In a country already tense over democratic credibility, that overlap alone is enough to deepen suspicion.
There is also a bigger strategic calculation at work. Jonathan’s name is attractive to some PDP actors because he is seen as a calmer, less polarising figure with a national profile and a reputation for conceding defeat peacefully in 2015.
But the factional gamble is obvious: without Jonathan’s explicit acceptance, the endorsement risks looking like a political projection rather than a binding candidacy.
With Jonathan’s court victory already in hand, the next decisive question is not whether he can run. It is whether he actually will, and under which PDP structure, if any.

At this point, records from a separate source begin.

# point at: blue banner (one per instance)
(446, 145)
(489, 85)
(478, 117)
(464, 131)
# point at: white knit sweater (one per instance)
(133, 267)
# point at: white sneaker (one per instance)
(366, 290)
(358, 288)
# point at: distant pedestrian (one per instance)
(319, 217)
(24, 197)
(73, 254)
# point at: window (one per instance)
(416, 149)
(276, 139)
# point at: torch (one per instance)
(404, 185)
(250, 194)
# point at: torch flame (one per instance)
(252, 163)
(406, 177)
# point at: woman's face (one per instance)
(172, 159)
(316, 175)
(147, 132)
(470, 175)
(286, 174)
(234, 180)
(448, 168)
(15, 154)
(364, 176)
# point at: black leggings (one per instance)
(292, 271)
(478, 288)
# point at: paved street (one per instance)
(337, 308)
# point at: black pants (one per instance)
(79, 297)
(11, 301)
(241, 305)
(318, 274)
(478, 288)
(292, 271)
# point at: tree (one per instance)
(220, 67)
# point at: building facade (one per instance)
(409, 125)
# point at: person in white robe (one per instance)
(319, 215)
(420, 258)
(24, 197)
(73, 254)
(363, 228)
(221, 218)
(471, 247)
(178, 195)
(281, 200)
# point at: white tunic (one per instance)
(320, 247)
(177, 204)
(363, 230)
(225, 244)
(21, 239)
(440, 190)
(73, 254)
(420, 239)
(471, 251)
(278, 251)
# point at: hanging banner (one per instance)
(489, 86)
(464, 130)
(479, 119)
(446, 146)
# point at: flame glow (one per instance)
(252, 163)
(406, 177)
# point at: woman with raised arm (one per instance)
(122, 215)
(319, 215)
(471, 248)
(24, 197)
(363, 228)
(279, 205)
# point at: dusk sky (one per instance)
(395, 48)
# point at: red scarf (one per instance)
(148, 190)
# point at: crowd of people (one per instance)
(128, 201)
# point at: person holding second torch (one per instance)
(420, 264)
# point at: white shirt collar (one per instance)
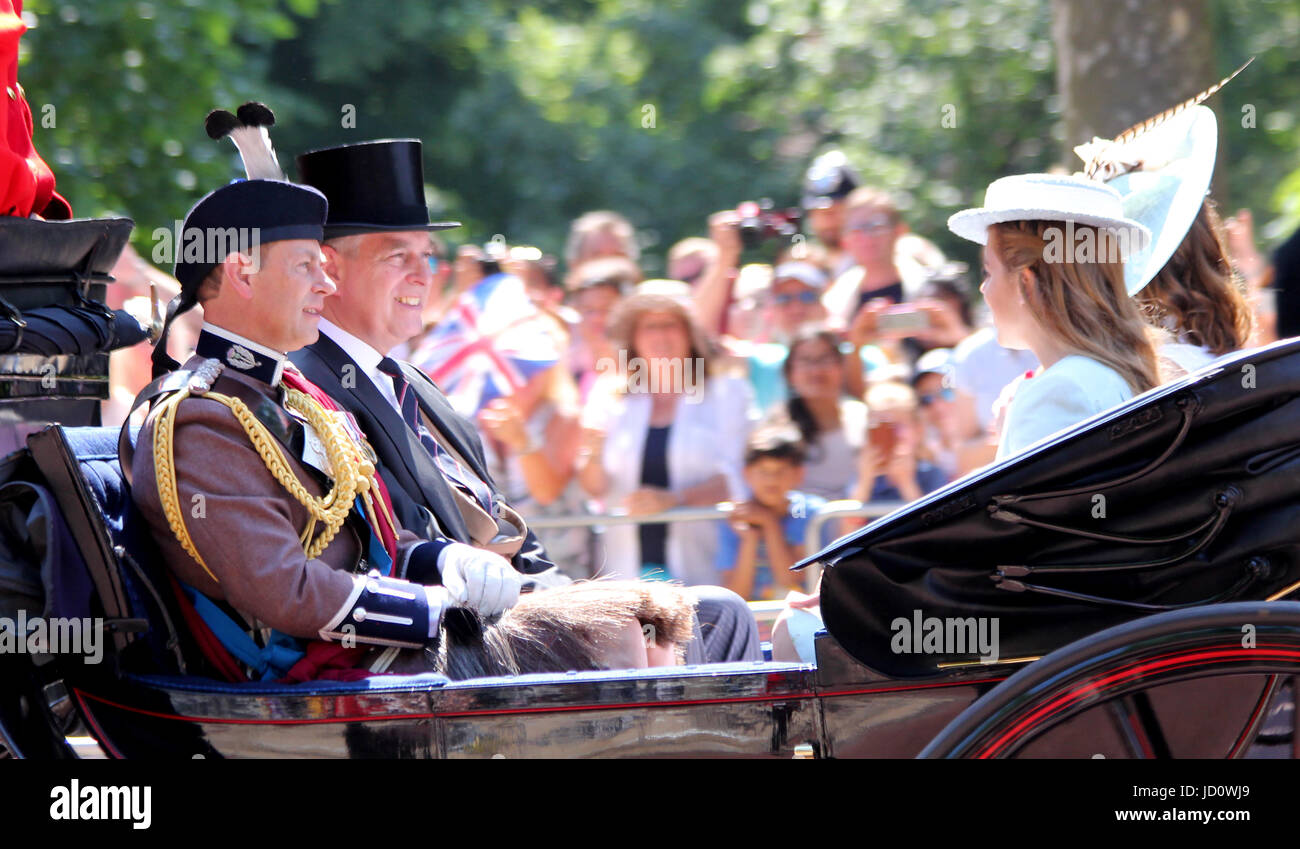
(364, 355)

For now, the Abuja confrontation tells a simple but uncomfortable story. The PDP is fighting itself in public. Wike’s camp says the Turaki faction is staging theatre. The Turaki camp says it is rescuing the party from intimidation and overreach. Jonathan remains silent. And the security architecture of the Federal Capital Territory has already become part of the political battle.
Whether this episode ends as a brief factional stunt or the first serious warning shot of the 2027 campaign will depend on what Jonathan says next, how INEC views the party’s internal split, and whether Abuja’s political temperature is allowed to keep rising unchecked.